A reranker is the second pass in retrieval: after the embedding search returns a rough candidate set, the reranker re-scores those candidates against the query with a more precise model and reorders them. It is where many citations are won or lost, because the reranker, not the initial search, often decides final order. Two families dominate: open-weight cross-encoders like BGE-Reranker and hosted API rerankers like Cohere Rerank. Neither is universally better. BGE wins on cost, control, and on-prem deployment; Cohere wins on convenience and managed scaling. The choice is an engineering tradeoff, not a quality verdict. This is how reranking works and when each family fits.
Most explanations of AI retrieval stop at the embedding search: you embed the query, find the nearest chunks, done. That is only the first pass, and it is the imprecise one. Embedding search is fast and approximate; it casts a wide net and returns candidates that are roughly relevant. The reranking step is what turns "roughly relevant" into "correctly ordered," and the order is what determines which passage the engine actually uses. A chunk that the embedding search ranked fifth can be promoted to first by a reranker, or a chunk that ranked first can be demoted. The final order is often the reranker's decision, not the search's.
This matters for AEO because the reranker sits at the attribution layer, deciding which of the retrieved candidates is good enough to quote. Understanding the two dominant reranker families, and when each fits, is useful whether you are building your own retrieval pipeline or reasoning about how the engines that cite you make their final ordering decisions.

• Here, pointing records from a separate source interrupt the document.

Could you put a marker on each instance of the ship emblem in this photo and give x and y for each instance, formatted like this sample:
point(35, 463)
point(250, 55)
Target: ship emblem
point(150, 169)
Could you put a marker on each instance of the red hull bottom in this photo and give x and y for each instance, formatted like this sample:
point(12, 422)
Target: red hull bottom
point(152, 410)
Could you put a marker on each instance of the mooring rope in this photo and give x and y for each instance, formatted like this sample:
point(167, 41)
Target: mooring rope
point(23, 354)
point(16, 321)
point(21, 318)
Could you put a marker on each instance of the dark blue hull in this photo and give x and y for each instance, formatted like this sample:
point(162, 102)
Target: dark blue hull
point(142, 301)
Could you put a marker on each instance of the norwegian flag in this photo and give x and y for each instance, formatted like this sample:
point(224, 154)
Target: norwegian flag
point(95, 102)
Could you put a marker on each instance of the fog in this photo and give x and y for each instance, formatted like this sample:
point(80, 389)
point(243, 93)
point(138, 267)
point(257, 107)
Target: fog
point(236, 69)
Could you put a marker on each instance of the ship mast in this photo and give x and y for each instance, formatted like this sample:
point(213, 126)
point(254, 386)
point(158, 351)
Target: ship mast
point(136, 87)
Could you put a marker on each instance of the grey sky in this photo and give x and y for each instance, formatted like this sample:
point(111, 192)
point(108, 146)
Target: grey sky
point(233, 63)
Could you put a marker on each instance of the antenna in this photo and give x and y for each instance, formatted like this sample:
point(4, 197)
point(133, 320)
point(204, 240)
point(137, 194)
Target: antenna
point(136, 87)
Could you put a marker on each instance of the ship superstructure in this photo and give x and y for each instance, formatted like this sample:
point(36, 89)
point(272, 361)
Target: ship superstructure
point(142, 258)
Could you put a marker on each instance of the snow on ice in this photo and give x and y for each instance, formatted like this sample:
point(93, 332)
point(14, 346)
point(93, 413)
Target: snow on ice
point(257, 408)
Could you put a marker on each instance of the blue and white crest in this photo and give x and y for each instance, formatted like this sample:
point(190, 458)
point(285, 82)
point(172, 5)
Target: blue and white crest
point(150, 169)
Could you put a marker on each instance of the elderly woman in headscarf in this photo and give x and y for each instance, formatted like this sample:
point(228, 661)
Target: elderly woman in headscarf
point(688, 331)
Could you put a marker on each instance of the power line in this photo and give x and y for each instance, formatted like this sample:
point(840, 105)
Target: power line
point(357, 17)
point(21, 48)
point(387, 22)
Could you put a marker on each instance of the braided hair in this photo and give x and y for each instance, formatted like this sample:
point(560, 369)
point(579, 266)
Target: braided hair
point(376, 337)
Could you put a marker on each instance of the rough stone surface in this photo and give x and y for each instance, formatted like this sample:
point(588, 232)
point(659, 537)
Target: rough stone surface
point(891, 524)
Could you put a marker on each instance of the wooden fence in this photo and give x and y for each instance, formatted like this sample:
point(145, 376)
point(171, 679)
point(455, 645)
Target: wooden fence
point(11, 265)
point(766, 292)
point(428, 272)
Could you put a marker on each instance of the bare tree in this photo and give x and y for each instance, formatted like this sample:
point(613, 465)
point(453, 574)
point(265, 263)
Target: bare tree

What a reranker actually does
The embedding search and the reranker use fundamentally different mechanisms. Embedding search is a bi-encoder approach: it embeds the query and the documents separately, ahead of time, and compares them by vector distance. This is fast because the document embeddings are precomputed, but it is approximate because the query and document never actually meet; they are compared as independent vectors. It is good enough to find candidates and not precise enough to order them well.
A reranker is typically a cross-encoder: it takes the query and a candidate document together, as a pair, and runs them through the model jointly to produce a relevance score. Because the query and document are processed together, the cross-encoder can model their interaction directly, which makes it far more precise than the bi-encoder search. The cost is that it cannot precompute; it has to run fresh for every query-document pair at query time, which is why it only runs on the small candidate set the search already narrowed, not the whole corpus. Search casts the net, the reranker sorts the catch.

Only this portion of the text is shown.